What a long strange ‘Trek’ it’s been

It has come to this: On Saturday night, while respectable folk are out enjoying the early evening Seattle sun, I will be home baying at the TV screen as Star Trek: Deep Space Nine slips into first-run syndication history.

I’d be far more discreet about letting my geek flag fly but, dammit, this season has taken away from me every single show I care about: Homicide, Mystery Science Theater 3000, Fantasy Island (yeah, I liked it; got a problem?), the Japanese soap operas on KONG, everything. The Powers That WB even deprived me of the season finale of the one surviving show that matters, just to prove they could. (That would be Buffy the Littleton Slay . . . wait, that doesn’t sound right. But I digress.)

The Star Trek universe has always been an obvious attractor for the techie community—the loving explanations of could-be technology, the strange new worlds, the form-fitting uniforms on the ladies—it all adds up. But Deep Space Nine hasn’t got the ratings of its earlier siblings (the original series and Star Trek: The Next Generation), and without Jeri Ryan’s breasts around to grant interviews, it lacks the PR punch of idiot-child Voyager. With its religious fanaticism and interspecies mistrust and ignorant armies clashing by night, DS9 is merely a pain-in-the-paradigm bundle of conflict and cross-purposes, and thus the best and most relevant and most important Star Trek of all.

The glory of Trek from a geek standpoint is that both problems and people are approached, engineer-fashion, in terms of what they do. Technology is the cure for almost anything that ails you, and differences between species are in the main only cosmetic (literally, since they seem to have a humans-only hiring policy for these shows). If on the Internet no one knows you’re a dog, in the Star Trek future no one cares; in fact, one of the great stock characters of Star Trek is the alien (android, Borg refugee) learning how special and wonderful it is to Be Like Folks. You’re more likely to have a messy interaction with a rogue transporter than with a sentient being. Differences between species are generally just part of the rich tapestry of being, or at worst grounds for mostly harmless joshing.

If that early Star Trek universe was Gene Roddenberry’s vision of better living through technology, DS9 calls bullshit on the idea that advanced civilization will naturally ease people of their discontents. In earlier series, the pursuit of profit had been blithely marginalized by everyone of importance; in DS9, profit is the driving motivation of an entire species, pursued with a joy that puts even Internet-stock investors to shame.

If the other Treks cast people in terms of what they do, DS9 cast them in terms of who they are.
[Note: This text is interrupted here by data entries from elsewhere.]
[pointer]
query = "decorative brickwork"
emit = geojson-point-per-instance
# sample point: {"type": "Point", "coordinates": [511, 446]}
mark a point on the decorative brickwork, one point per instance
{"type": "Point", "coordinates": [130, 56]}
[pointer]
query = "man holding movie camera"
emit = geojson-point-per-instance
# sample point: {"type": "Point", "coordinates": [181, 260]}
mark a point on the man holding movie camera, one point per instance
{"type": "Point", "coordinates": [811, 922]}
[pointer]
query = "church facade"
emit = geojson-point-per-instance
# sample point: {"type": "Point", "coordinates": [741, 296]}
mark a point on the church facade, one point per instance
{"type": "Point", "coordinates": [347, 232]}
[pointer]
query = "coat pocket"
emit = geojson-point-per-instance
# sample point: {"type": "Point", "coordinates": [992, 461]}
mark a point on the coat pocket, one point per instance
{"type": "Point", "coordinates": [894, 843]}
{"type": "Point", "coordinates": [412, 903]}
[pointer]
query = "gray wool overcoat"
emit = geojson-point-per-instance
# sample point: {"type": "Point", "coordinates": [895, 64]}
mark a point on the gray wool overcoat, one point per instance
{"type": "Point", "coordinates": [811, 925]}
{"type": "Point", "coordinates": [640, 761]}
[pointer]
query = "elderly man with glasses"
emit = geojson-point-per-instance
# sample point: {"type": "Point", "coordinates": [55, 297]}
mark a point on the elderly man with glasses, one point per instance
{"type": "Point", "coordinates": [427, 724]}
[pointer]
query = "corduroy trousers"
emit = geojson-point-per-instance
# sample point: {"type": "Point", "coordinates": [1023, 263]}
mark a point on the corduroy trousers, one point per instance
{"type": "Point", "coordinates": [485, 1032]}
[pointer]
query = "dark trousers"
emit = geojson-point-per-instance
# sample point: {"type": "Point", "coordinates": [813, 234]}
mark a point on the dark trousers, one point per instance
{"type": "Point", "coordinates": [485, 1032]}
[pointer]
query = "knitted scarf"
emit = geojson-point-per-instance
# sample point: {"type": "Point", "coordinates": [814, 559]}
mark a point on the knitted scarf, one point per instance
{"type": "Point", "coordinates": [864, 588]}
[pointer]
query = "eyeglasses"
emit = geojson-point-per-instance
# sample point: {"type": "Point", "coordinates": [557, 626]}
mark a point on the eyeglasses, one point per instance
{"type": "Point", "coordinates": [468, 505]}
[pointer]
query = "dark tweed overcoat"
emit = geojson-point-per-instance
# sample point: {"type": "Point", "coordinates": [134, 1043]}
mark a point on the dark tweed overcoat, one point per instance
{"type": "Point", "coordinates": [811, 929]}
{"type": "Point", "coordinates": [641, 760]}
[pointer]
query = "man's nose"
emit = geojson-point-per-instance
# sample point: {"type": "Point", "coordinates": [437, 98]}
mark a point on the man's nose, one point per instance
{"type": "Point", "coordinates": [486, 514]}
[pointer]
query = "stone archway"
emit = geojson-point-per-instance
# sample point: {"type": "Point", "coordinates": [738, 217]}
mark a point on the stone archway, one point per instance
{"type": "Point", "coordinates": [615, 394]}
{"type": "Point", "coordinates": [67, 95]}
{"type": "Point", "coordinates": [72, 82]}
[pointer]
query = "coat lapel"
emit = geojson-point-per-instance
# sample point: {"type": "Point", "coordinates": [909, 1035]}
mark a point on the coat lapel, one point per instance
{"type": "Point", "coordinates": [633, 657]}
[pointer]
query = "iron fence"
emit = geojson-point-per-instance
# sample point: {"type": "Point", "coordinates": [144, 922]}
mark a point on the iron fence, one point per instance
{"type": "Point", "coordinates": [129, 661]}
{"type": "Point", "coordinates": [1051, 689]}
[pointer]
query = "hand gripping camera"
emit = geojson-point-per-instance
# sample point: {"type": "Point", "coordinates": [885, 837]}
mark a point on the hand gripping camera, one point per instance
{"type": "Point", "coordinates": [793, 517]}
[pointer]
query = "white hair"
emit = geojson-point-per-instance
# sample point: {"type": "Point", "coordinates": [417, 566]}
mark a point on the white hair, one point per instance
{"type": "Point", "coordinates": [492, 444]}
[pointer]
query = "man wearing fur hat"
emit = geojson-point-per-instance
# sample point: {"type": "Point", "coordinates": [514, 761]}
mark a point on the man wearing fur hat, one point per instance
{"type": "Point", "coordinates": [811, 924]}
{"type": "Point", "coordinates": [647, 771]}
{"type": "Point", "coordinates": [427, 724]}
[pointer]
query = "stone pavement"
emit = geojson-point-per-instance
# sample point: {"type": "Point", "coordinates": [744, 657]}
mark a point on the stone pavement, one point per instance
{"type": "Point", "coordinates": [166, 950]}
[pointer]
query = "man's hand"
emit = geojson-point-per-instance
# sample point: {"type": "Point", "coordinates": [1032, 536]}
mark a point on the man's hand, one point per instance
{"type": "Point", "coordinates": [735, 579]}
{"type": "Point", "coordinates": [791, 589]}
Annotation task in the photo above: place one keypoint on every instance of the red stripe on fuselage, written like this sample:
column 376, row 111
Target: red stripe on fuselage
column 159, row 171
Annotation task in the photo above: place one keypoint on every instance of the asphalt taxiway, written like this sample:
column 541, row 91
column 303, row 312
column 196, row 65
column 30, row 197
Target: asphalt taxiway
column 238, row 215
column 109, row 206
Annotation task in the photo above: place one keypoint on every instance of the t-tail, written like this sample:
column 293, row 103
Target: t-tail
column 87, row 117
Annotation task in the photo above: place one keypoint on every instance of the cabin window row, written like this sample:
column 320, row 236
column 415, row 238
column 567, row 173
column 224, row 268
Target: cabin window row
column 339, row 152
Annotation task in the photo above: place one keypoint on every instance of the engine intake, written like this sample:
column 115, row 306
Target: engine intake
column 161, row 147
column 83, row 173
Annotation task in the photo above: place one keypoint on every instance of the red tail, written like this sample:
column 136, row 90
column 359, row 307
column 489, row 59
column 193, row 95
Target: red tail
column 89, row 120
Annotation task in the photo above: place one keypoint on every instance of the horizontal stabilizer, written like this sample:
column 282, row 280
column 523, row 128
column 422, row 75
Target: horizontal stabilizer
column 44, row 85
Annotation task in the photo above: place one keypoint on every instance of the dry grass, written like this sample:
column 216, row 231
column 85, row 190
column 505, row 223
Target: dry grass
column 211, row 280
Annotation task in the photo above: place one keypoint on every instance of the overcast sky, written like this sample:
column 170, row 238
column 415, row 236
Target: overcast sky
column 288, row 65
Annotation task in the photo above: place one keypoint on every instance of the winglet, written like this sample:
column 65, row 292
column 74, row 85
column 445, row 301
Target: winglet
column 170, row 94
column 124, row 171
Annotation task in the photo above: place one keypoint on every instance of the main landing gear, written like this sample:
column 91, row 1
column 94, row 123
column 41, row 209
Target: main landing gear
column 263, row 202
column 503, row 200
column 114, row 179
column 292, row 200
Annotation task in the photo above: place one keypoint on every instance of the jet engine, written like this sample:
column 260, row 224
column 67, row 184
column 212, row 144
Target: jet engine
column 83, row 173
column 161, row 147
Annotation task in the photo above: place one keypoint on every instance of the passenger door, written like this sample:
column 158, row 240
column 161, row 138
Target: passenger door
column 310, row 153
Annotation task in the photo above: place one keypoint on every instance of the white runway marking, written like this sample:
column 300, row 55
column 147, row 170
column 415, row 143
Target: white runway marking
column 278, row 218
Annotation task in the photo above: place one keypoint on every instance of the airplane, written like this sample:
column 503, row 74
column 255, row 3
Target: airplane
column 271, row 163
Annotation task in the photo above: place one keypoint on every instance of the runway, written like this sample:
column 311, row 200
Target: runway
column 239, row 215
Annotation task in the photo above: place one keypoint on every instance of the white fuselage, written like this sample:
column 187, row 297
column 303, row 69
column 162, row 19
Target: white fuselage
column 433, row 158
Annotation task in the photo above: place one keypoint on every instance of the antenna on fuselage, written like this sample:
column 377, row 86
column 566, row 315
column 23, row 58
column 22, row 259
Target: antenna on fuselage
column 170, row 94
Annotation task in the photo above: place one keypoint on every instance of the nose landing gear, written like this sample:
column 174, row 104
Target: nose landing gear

Characters are motivated by history, by politics, by bigotry, by loneliness, and by all the other things that previous Treks implicitly promised could be safely ignored in the Future. Even 20th-century American racism rears its ugly head. DS9 posits that we aren’t going boldly forth into the Future without our vices tagging complacently along.

Perhaps the most resonant DS9 conflicts have been based on that ancient rabble-rouser, religion. One species’ deities is another species’ alien enemies; at least two characters have been declared gods (much to their dismay), and the most compelling character in the series (Kira) is a serious practitioner of her nationalistic yet deeply genuine religious faith. Even the obtuseness of the formerly shiny-happy Federation bureaucracy feels right: If Dilbert survives until the 24th century (and as heavily as it’s marketed, I fear it will), half the officers (and all of the enlisted folk) on DS9 will have a cartoon or two stuck to their neo-Cardassian cubicle walls.

A television critic once called DS9‘s denizens a cast of haunted characters. I suggest that what haunts them is us—life at the end of the riven and desperately uncertain 20th century, where come Saturday night I’ll be watching the end of an era that hasn’t begun yet.